Parmi toutes les paroles du Baptiste, il en est une qui a attiré plus particulièrement mon attention à cause de son caractère énigmatique. D’ailleurs, les évangiles synoptiques n’en font pas mention. Le quatrième Évangile est le seul en effet à rapporter cette parole du Précurseur : « Au milieu de vous se tient quelqu’un que vous ne connaissez pas. » (Jn 1,26). Propos puissant, mais aussi très mystérieux !
En la lisant, ou plutôt en l’écoutant (car le Baptiste est « la voix », non un écrivain pour salonards), on ne peut pas ne pas se poser la question : cette parole de Jean-Baptiste est-elle encore valable aujourd’hui, 2000 ans après la venue du Christ parmi nous, et après la naissance de l’Église qui proclame sa résurrection ? Comment ne pas connaître Jésus, lui qui a fondé la première religion du monde (en termes d’ « adhérents ») ? Comment pourrait-il passer inaperçu, alors qu’il est la personnalité la plus célèbre de l’histoire, bien devant Napoléon ?
Les paroles du Baptiste sont-elles alors circonstancielles ? Sont-elles périmées depuis que les disciples du Ressuscité sont partis annoncer l’Évangile à toute la Création ? Jean-Baptiste pourrait-il les redire, par exemple dans une France couverte d’églises ? Répondre par la négative, c’est mal juger l’Écriture. Si celle-ci a pris soin de noter ces propos du Précurseur, c’est qu’ils nous délivrent un enseignement qu’il vaut toujours la peine de redécouvrir.

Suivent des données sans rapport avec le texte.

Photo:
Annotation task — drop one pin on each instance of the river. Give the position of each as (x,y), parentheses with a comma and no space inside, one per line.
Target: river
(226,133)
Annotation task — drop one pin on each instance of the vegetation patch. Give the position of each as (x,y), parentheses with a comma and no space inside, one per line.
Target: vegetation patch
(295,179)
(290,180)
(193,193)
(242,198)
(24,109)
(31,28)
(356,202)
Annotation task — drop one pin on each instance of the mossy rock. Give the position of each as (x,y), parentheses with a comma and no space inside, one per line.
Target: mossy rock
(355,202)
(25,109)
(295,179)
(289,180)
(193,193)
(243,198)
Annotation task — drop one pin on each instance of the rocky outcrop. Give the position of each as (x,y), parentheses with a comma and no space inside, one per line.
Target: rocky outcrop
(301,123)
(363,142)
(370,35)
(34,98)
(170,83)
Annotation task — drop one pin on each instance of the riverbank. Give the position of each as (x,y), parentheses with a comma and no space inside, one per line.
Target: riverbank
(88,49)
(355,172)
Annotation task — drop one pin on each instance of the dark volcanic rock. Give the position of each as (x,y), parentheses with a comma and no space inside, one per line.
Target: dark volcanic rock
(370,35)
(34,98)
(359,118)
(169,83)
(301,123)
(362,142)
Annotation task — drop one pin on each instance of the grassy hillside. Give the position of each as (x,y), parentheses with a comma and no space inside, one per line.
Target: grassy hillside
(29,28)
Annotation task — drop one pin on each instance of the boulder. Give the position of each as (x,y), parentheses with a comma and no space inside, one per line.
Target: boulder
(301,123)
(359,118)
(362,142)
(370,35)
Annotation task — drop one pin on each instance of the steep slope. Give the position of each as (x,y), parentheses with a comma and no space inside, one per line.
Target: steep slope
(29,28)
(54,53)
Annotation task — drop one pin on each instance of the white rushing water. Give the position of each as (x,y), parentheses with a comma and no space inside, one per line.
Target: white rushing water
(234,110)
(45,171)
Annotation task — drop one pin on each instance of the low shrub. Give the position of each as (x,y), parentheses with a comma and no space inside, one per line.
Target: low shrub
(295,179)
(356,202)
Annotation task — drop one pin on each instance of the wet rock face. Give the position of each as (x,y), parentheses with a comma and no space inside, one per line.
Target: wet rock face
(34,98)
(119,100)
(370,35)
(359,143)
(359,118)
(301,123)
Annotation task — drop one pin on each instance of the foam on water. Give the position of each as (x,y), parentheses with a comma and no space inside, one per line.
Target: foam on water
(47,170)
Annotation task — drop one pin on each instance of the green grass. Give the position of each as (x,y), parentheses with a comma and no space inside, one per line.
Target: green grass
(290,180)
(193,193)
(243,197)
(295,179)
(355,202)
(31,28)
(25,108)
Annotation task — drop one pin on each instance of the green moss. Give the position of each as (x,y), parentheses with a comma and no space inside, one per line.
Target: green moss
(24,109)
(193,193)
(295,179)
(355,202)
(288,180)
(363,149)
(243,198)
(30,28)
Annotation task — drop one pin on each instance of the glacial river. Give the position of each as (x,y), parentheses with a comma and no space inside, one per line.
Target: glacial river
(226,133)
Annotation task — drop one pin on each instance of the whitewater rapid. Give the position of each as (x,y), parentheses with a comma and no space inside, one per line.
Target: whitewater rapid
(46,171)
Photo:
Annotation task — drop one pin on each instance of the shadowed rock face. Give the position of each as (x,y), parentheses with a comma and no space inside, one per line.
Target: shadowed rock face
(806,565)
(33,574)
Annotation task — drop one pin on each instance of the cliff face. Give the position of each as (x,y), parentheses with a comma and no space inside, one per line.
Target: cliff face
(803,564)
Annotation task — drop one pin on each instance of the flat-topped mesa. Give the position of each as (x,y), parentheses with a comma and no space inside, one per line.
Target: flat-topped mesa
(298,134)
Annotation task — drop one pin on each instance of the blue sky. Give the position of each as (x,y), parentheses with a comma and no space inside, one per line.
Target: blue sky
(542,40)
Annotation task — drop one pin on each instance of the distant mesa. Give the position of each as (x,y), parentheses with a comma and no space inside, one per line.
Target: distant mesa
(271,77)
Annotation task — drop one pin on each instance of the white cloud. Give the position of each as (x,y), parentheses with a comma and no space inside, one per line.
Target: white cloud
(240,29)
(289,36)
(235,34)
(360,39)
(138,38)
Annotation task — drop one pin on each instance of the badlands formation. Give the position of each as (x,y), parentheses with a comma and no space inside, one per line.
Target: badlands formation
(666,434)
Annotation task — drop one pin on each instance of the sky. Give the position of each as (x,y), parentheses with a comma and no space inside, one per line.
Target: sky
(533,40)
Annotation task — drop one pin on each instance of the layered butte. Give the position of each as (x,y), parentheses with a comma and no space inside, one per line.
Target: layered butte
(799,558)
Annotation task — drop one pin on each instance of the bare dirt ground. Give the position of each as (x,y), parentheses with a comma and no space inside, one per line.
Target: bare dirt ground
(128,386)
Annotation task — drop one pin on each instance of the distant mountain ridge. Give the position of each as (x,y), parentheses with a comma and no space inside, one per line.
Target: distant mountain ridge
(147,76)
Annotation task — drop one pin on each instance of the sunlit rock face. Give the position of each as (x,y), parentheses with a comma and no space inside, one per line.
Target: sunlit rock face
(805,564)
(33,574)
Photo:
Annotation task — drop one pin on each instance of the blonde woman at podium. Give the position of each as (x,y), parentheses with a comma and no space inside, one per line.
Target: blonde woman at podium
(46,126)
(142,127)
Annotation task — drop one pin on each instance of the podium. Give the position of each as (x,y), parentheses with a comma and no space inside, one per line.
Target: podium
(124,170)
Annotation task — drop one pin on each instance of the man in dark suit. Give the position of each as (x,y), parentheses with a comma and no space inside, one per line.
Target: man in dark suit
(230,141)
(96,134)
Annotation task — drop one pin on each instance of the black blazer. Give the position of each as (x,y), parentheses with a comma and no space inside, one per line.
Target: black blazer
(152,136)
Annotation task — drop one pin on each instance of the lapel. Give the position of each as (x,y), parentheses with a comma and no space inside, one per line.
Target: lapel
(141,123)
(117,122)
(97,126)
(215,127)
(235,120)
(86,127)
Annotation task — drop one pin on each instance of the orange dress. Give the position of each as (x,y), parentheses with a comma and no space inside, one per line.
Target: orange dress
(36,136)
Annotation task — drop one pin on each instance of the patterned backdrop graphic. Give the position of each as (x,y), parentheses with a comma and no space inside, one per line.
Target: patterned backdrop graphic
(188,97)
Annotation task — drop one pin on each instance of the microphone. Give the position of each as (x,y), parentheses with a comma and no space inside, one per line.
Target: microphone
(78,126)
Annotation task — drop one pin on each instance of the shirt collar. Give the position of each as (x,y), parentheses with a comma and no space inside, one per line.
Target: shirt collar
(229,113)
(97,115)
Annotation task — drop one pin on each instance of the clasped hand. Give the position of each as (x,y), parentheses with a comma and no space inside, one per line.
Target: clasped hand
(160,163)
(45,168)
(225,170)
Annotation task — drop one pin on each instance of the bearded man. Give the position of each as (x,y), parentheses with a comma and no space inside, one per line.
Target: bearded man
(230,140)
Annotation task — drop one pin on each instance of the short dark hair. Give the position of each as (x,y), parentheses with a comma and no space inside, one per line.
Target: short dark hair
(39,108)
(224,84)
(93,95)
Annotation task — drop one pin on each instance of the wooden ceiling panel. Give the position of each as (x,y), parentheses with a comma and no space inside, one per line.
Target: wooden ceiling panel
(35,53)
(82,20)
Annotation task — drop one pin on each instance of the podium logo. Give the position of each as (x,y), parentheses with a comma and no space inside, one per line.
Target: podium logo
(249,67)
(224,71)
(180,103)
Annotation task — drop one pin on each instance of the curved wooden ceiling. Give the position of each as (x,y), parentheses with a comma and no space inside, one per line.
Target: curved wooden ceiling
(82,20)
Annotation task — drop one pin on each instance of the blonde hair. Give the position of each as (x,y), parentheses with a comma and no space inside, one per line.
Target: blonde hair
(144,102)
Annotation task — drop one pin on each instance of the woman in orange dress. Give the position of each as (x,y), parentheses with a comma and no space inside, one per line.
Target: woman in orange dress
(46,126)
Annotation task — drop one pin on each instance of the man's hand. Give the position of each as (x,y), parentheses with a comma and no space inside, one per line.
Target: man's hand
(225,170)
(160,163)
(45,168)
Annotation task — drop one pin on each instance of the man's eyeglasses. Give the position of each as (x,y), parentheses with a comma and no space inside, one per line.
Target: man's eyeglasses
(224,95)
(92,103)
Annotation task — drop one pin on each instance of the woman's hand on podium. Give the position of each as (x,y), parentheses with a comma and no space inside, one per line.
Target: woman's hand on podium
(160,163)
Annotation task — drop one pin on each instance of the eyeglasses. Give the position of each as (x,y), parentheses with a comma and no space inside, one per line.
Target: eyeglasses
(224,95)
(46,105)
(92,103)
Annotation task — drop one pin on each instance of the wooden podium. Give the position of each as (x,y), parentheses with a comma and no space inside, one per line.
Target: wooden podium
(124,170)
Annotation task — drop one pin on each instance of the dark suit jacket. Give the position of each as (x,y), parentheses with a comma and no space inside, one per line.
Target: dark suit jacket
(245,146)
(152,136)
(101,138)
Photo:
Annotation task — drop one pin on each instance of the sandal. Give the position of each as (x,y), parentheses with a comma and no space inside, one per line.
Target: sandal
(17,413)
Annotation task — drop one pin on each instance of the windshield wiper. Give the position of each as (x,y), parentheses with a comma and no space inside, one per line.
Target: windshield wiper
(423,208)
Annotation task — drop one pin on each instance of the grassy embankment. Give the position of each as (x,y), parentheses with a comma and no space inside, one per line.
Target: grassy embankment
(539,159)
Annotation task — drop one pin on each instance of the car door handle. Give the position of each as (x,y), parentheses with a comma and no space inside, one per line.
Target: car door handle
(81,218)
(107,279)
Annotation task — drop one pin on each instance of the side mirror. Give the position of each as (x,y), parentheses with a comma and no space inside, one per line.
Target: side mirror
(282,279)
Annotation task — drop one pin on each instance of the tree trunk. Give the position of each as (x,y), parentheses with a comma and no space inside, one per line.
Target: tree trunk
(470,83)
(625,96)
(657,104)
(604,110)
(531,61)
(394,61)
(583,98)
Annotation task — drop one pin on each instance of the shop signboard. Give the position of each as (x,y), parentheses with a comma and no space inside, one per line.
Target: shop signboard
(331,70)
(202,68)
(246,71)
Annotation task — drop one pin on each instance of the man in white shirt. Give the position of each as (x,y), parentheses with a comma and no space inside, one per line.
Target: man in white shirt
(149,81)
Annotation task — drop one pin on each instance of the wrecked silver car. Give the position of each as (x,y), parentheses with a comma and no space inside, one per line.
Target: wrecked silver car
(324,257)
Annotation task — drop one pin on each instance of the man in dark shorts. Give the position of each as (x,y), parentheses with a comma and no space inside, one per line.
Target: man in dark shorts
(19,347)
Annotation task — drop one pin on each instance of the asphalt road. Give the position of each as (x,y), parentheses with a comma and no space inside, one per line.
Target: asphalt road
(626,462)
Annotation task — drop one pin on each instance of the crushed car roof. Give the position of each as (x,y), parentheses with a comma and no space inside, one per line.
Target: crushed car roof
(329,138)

De même que le temps de l’Avent actualise l’attente du Messie par le peuple de l’Ancienne Alliance (sous une autre forme bien sûr, car il n’est pas question de nous jouer la comédie en faisant semblant d’ignorer que le Messie est déjà venu), de même toutes les prophéties qui l’annonçaient sont-elles à relire avec des yeux nouveaux, malgré leur réalisation dans l’histoire en la personne du Christ. C’est ainsi que Jésus est toujours « à venir ». Ou plutôt il est toujours parmi nous comme celui qui vient. Pareillement, il continue à se tenir au milieu de nous comme « quelqu’un que nous ne connaissons pas ». Pour quelles raisons ? J’en discerne quatre, mais cette liste n’est pas exhaustive.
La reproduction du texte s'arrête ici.